Ballot question slogan: Just give us the money, and we'll take it from there.

If the school district has prioritized lists of construction and maintenance projects, it can't lawfully keep them secret. They're public records.

Besides, the school district has to sell voters on the need for new revenue. Taxpayers will want to know precisely what the new money will buy so they can decide for themselves whether the spending is appropriate. The press will want to inspect the campuses in line for replacement and renovation, as well as the crowded schools that would get relief from the construction of new ones, and relay that information to the public. Can the campuses that did not make the cut for replacement or renovation make a case that they should be at the front of the line?

And if the school district doesn't have prioritized lists of construction and maintenance projects, well, it's guilty of asking for a blank check. That's not the way any government budgeting process should work. That's spending for the sake of spending.

So why won't the school district's administration cough up the list? I asked Associate Superintendent Joyce Haldeman. She said she doesn't want to burden the students and parents at those campuses with the idea that their schools are unsafe, overcrowded dumps. They can't handle the truth, so voters must be kept in the dark about which schools will get their tax dollars? I've heard a lot of arguments against transparency, but the prospect of hurt feelings might be the worst.

Politics is at play here, too, of course. School district officials - and some trustees, I'm sure - clearly are concerned that voters in suburban areas that have newer schools won't vote to raise taxes on themselves if that money largely flows into the older campuses in the valley's urban core. No doubt, there will be pressure to spread the money into as many neighborhoods as possible to appeal to as many voters as possible.

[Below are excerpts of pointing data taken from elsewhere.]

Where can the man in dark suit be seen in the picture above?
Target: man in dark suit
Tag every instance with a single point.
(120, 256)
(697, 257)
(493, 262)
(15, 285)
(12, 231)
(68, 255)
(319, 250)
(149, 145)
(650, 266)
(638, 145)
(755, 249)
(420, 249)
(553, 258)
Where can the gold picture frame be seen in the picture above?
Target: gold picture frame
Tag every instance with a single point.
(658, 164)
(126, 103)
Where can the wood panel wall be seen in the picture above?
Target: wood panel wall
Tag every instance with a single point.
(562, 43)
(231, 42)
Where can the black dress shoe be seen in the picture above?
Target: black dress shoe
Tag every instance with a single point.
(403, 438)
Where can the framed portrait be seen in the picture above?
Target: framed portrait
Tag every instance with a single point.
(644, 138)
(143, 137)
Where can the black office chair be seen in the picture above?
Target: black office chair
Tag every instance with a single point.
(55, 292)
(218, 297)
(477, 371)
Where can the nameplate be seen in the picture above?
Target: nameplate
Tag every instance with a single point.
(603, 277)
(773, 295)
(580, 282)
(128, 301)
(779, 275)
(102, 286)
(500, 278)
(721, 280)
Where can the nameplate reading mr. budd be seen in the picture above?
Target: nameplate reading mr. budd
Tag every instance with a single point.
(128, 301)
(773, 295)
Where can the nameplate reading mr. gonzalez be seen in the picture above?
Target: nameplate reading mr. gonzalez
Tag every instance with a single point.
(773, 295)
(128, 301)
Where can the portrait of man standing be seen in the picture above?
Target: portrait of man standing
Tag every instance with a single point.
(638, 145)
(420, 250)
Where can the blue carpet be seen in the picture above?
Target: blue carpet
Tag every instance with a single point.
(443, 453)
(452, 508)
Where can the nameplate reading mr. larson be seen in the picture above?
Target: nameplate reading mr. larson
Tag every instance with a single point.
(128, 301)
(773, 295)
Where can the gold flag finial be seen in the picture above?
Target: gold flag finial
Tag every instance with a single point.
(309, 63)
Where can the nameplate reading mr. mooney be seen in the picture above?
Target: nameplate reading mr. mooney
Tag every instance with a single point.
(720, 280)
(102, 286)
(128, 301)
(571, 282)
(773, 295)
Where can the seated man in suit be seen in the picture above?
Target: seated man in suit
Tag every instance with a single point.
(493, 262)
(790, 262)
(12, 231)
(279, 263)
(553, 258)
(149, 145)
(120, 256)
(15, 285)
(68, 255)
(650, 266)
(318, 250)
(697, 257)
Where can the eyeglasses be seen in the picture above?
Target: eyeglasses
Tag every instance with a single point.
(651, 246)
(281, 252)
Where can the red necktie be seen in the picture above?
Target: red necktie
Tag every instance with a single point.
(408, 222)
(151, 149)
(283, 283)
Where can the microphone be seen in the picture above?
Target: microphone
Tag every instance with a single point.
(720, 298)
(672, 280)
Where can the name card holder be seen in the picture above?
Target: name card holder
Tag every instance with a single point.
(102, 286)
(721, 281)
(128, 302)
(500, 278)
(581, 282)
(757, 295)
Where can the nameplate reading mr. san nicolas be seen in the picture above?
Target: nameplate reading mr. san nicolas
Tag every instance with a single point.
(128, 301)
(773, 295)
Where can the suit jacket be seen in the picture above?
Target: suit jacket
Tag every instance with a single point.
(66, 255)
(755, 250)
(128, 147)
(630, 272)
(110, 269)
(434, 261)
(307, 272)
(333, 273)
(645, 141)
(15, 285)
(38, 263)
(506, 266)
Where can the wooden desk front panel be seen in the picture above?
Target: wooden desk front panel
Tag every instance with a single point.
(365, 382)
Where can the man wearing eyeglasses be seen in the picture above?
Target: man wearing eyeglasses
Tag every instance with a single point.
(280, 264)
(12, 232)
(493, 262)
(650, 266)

But that's all the more reason why we should know right now which schools need to be razed and rebuilt, which need improvements and where new schools would go up. We're still talking about $700 million here, money that's supposed to be spent on urgent needs. It can't be turned into a pot of pork that's handed out like congressional earmarks.

You can't have accountability without transparency. And if the School Board doesn't want transparency, then trustees are transparently unfit for office. This is what we elect officials for. They're supposed to be stewards of our resources. They're supposed to provide oversight and answer to us.

They want our approval to raise taxes? Then show us the lists.